David People trash the pumpkin pie, making it look kinda like brains. So the zombies come and try to eat the pie, only to realize that it's pie. Then they get angry and eat Voldemort, who is overwhelmed by their scariness. And their inability to be deanimated. Then, realizing that the mushroom is intelligent, the zombies begin to eat the mushroom.

message 39: by Mr. Genie (new)

Mr. Genie the mushroom, however, doesn't want to be eaten, and so chose to commit suicide by blowing itself up, killing the zombies....
But now the deal with death is broken as mobs start trampling people to death...
What shall death do?

message 40: by Edmund (new)

Edmund (tzar_chicken) Death does ABSOLUTELY NOTHING because having people die is his JOB. He doesn't want to be fired. Anyway, the mob is trampling people. People are dying. The swat team comes, and throws many grenades that release tear gas at the mob. The mob gets angry, and throws Molotov Cocktails at the swat team.

BUT the swat team has shields, so they block the attack. They use their guns and shoot rubber pellets at the mob. The mob disperses. The swat team starts high-fiving one another.

message 41: by Mr. Genie (new)

Mr. Genie BUt one member happened to hide some cyanide in his palm. He injects every fellow agent with it during his high-fives. They all die and he laughs evily.

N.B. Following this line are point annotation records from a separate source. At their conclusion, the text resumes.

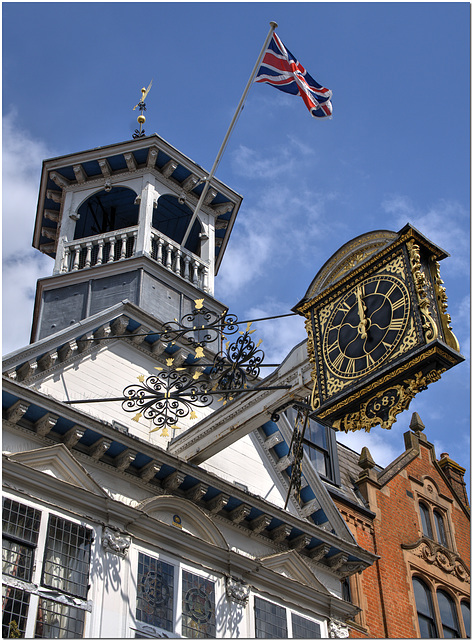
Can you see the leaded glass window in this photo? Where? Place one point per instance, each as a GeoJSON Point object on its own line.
{"type": "Point", "coordinates": [15, 603]}
{"type": "Point", "coordinates": [67, 557]}
{"type": "Point", "coordinates": [304, 628]}
{"type": "Point", "coordinates": [465, 610]}
{"type": "Point", "coordinates": [57, 620]}
{"type": "Point", "coordinates": [20, 536]}
{"type": "Point", "coordinates": [447, 612]}
{"type": "Point", "coordinates": [440, 528]}
{"type": "Point", "coordinates": [425, 521]}
{"type": "Point", "coordinates": [424, 609]}
{"type": "Point", "coordinates": [198, 606]}
{"type": "Point", "coordinates": [155, 593]}
{"type": "Point", "coordinates": [271, 619]}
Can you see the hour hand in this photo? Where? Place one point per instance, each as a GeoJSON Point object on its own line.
{"type": "Point", "coordinates": [363, 322]}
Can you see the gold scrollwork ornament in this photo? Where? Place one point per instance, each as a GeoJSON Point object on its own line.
{"type": "Point", "coordinates": [429, 326]}
{"type": "Point", "coordinates": [384, 407]}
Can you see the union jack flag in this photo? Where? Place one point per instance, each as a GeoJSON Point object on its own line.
{"type": "Point", "coordinates": [282, 70]}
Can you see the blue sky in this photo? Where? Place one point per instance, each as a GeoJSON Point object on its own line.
{"type": "Point", "coordinates": [395, 151]}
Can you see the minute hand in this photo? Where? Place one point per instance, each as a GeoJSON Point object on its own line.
{"type": "Point", "coordinates": [362, 327]}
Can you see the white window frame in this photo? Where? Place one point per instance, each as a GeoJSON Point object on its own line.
{"type": "Point", "coordinates": [288, 612]}
{"type": "Point", "coordinates": [34, 586]}
{"type": "Point", "coordinates": [135, 626]}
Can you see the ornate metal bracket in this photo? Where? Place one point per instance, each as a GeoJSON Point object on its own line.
{"type": "Point", "coordinates": [296, 449]}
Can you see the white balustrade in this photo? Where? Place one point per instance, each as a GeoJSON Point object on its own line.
{"type": "Point", "coordinates": [104, 248]}
{"type": "Point", "coordinates": [119, 245]}
{"type": "Point", "coordinates": [178, 260]}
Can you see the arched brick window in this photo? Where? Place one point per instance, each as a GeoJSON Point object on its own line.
{"type": "Point", "coordinates": [426, 520]}
{"type": "Point", "coordinates": [448, 615]}
{"type": "Point", "coordinates": [424, 609]}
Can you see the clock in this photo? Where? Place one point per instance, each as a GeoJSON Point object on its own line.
{"type": "Point", "coordinates": [365, 326]}
{"type": "Point", "coordinates": [378, 331]}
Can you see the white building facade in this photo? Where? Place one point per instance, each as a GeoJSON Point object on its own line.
{"type": "Point", "coordinates": [110, 529]}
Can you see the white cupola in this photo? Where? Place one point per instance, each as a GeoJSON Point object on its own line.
{"type": "Point", "coordinates": [113, 219]}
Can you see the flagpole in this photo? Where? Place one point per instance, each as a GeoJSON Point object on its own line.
{"type": "Point", "coordinates": [273, 26]}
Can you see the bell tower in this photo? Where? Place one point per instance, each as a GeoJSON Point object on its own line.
{"type": "Point", "coordinates": [113, 220]}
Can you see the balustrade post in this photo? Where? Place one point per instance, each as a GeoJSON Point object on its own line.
{"type": "Point", "coordinates": [205, 279]}
{"type": "Point", "coordinates": [160, 242]}
{"type": "Point", "coordinates": [186, 267]}
{"type": "Point", "coordinates": [123, 237]}
{"type": "Point", "coordinates": [169, 256]}
{"type": "Point", "coordinates": [195, 273]}
{"type": "Point", "coordinates": [75, 266]}
{"type": "Point", "coordinates": [178, 255]}
{"type": "Point", "coordinates": [88, 255]}
{"type": "Point", "coordinates": [101, 242]}
{"type": "Point", "coordinates": [65, 260]}
{"type": "Point", "coordinates": [111, 255]}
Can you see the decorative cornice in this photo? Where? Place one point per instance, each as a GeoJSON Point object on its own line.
{"type": "Point", "coordinates": [115, 541]}
{"type": "Point", "coordinates": [237, 590]}
{"type": "Point", "coordinates": [435, 554]}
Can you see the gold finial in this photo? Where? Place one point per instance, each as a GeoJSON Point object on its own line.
{"type": "Point", "coordinates": [144, 93]}
{"type": "Point", "coordinates": [139, 133]}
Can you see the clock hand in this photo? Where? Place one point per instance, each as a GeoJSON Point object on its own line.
{"type": "Point", "coordinates": [364, 322]}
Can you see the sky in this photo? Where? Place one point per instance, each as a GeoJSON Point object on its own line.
{"type": "Point", "coordinates": [395, 151]}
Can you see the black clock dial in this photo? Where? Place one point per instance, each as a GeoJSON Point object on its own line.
{"type": "Point", "coordinates": [366, 325]}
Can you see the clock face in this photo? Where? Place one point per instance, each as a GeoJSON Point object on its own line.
{"type": "Point", "coordinates": [365, 326]}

message 42: by David (new)

David Death sees this and says, "Gosh, what an arse-hat!" and brings the dead swat team members back to life. Then he takes the cyanide from the bad Swatter, and shoves it down his throat. As the bad Swatter dies, he says "Curses, foiled again! Or should I say, OILED again?" and then death takes a rapid-fire weapon and guns him down. Then it runs out of bullets, so he grabs the dead Swatter's bones, turns them into bullets, and keeps shooting. Then he takes the bodies of other dead people, turns them into bullets, and guns the dead Swatter down for several years. Then he goes back to killing people because he ran out of dead people.

message 43: by Edmund (new)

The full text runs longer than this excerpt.